Aiming public transport towards people with reduced mobility (PRM) has become an essential requirement in today’s society, a society that attempts to democratise transport and make it be a fundamental aspect and a right for each and every person, regardless of their physical or mental state.

The United Nations have set the stage for the Sustainable Development Goals (SDGs), which main objective is to foster the so called inclusive transport in cities, a sustainable, secure and accessible transport for all kinds of users.

According to the United Nations Economic and Social Council’s Report on Transport, there will be more than 5,000 million people inhabiting big cities by 2030, therefore transport will gain high importance in these areas, thus becoming a basic right for everyone.

The concept of “democratisation of transport” does not only refer to transport itself, rather than to the set of infrastructures related to it; a barrier removal infrastructure and which in consequence allows all the people to move at full capacity, including both pedestrians and users of public or private transport.

How to approach the democratisation of public transport                                          

Many cities are adapting their infrastructures and means of transport to people with reduced mobility through the inclusion of measures as important as necessary:

  • Adaptation of urban roads and removal of architectural barriers. Access ramps for people using wheelchairs, acoustic and tactile signals for people with visual impairment, visual signs for people affected by hearing loss, and even relevant information thanks to the use of mobile applications enable that all users may move freely through big cities and in a secure way.
  • Adaptation of accesses in stations and means of transport. In order that transport may be regarded as universal, the first requirement is that it must guarantee ease of access. Train stations, bus stops and parking spaces, sea ports or airports must guarantee that any user will be able to access their facilities without let or hindrance:
  • Automatic doors are a clear democratising example since they allow any person to move freely without needing to carry out extra effort. Automatic doors, besides simplifying people flow thanks to their automatic opening and their ample width of passage, are a key element as regards sustainability, since they save high amounts of energy.
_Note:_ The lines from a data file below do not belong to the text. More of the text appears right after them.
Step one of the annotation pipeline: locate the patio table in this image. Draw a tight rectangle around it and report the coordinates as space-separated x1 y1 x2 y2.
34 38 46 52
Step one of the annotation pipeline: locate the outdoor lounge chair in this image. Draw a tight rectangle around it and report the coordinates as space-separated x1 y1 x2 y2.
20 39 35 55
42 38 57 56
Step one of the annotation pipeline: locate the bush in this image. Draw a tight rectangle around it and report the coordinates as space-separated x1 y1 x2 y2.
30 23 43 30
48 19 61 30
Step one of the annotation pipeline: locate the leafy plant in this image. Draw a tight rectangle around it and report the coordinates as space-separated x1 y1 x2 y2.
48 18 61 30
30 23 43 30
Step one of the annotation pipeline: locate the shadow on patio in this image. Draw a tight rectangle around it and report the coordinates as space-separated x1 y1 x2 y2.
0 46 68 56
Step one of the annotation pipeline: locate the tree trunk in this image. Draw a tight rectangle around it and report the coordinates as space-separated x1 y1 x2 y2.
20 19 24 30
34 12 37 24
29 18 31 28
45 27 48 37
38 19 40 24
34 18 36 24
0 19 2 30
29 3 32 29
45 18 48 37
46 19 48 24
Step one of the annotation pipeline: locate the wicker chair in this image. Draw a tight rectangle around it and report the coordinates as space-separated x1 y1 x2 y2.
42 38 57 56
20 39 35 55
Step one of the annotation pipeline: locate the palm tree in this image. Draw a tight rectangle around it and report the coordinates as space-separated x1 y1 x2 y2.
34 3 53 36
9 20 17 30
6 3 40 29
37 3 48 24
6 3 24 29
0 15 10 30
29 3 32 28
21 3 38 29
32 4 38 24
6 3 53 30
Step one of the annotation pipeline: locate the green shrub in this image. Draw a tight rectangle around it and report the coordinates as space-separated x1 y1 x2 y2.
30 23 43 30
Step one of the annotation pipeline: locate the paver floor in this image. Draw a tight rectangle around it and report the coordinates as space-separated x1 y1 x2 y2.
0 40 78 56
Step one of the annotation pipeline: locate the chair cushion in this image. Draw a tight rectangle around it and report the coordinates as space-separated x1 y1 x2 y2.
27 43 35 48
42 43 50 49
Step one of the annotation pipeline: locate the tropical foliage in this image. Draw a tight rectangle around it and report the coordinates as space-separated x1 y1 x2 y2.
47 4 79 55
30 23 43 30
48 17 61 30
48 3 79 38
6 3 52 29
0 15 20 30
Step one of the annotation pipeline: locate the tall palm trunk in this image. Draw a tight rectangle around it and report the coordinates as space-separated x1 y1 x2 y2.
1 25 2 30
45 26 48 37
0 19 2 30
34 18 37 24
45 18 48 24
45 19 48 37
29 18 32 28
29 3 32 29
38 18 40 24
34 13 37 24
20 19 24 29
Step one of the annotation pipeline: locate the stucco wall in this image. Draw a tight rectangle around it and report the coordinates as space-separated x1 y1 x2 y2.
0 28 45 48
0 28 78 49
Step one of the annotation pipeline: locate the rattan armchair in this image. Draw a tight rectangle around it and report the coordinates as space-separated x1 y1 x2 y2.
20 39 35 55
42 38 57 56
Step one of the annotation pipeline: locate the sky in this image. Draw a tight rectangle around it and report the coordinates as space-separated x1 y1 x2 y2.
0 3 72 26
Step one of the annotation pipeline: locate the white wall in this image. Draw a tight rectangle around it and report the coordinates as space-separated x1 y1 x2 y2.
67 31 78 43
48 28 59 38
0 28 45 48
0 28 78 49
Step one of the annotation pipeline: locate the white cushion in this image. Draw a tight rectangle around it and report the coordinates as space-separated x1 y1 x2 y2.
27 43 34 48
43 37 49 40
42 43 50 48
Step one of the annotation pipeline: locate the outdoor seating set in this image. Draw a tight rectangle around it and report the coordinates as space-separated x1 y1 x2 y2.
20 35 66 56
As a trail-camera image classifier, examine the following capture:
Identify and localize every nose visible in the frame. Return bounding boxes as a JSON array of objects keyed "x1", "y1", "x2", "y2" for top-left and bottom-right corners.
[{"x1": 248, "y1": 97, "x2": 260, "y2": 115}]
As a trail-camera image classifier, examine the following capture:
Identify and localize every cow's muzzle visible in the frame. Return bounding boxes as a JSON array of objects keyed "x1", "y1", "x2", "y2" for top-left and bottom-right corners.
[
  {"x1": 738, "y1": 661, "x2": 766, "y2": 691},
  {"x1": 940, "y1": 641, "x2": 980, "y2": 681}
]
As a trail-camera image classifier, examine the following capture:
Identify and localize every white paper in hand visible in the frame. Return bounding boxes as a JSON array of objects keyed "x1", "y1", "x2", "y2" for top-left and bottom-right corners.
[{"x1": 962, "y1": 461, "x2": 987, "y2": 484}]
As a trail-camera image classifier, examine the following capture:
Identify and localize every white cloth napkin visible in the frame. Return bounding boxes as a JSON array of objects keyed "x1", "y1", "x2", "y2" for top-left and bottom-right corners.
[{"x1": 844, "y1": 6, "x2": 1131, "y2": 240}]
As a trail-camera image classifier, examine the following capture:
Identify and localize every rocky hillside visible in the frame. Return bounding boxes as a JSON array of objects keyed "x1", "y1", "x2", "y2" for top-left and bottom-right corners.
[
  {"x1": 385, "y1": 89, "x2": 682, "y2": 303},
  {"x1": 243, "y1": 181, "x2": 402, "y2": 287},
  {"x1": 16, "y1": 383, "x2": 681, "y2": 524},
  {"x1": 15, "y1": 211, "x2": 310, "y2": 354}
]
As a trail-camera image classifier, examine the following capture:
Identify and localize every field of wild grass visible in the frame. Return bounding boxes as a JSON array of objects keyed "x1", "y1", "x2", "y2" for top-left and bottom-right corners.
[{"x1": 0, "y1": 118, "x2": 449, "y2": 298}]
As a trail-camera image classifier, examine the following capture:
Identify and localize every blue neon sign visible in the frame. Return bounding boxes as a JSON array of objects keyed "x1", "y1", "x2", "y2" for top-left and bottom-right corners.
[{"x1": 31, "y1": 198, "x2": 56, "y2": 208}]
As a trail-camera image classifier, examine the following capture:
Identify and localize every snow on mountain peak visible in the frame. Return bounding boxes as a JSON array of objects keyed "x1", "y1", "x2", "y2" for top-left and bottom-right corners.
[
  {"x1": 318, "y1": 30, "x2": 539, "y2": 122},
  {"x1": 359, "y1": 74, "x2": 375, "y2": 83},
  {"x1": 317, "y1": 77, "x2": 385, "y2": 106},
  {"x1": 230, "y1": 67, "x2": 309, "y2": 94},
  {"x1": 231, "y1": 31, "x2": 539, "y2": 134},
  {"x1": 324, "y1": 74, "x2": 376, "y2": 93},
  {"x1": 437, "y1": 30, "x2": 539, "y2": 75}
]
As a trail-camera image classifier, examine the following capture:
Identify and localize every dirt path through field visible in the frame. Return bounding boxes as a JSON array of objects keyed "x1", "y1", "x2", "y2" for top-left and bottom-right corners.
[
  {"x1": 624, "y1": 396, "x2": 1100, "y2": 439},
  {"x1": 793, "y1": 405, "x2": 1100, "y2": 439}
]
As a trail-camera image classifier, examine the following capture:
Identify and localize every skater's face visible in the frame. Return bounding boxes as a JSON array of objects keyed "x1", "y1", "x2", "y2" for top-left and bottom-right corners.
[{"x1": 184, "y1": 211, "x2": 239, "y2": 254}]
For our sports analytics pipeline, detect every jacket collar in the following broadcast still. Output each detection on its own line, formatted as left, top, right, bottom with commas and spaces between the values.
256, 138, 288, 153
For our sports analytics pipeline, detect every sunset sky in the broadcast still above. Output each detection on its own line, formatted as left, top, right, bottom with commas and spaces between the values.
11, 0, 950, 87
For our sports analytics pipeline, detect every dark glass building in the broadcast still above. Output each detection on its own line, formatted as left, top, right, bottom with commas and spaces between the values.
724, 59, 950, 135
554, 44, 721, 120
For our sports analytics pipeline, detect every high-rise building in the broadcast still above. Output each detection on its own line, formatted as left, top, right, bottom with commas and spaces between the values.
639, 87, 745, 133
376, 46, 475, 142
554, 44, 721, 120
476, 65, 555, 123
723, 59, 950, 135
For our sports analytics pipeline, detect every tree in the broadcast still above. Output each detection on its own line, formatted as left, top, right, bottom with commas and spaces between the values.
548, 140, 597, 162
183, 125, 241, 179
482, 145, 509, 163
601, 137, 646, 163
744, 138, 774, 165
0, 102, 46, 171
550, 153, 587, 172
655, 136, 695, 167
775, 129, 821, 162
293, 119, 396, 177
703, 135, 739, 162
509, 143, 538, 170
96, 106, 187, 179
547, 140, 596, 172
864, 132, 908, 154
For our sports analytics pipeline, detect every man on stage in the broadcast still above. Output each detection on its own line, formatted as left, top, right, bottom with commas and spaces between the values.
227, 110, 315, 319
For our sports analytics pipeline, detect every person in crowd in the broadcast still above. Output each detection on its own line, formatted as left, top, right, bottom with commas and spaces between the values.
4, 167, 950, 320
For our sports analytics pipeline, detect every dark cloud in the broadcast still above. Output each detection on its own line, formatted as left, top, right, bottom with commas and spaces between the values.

Manusa, with its more than 50 years of experience in the sector, can offer a variety of solutions and control systems. For instance, platforms screen doors for underground and train stations, BRT automatic doors for bus stations, or Toran one-way corridors for airports are their most noted examples. Although it is true that these doors or corridors have security as their main mission, they also help people with mobility issues or any kind of handicap thanks to their automatic opening, and the fact that any visual or sound noticing system can be installed in them.


  • Ease of access for means of transport. One of the biggest handicaps people with reduced mobility must cope with is accesses to transport, which is why it becomes fully necessary to install access ramps and platforms with a view to make the access to buses or trains easier, as well as to remove the gap that usually remains between the parking space or station and the train or bus. Lifts are also essential elements dealing with the removal of architectural barriers, particularly in train and underground stations.


  • Spaces earmarked for PRM. Another essential measure with regard to universal accessibility includes the increase of spaces dedicated to people with reduced mobility. One of the most successful case studies regarding this democratisation of new means of transport is located in the city of Auckland, New Zealand. Auckland has increased the number of spaces dedicated to people using wheelchairs, as well as the seats earmarked for the elderly and people coping with any kind of handicap. This New Zealander city also relies on buses specifically designed to take different wheelchairs making it possible to move these users without restraint. Transport in Auckland is also adapted to people with visual impairment or hearing loss, thanks to its acoustic signs or the transmission of information in Braille in real time.

Mobility is a fundamental right for every human being, an accessible city is synonymous with a friendly, comfortable and secure environment, in which the quality of life of all citizens increases in an accelerating way. By virtue of technology, the services can be used without encumbrance by everyone, thus revealing that the democratisation of transport is of benefit to society in general.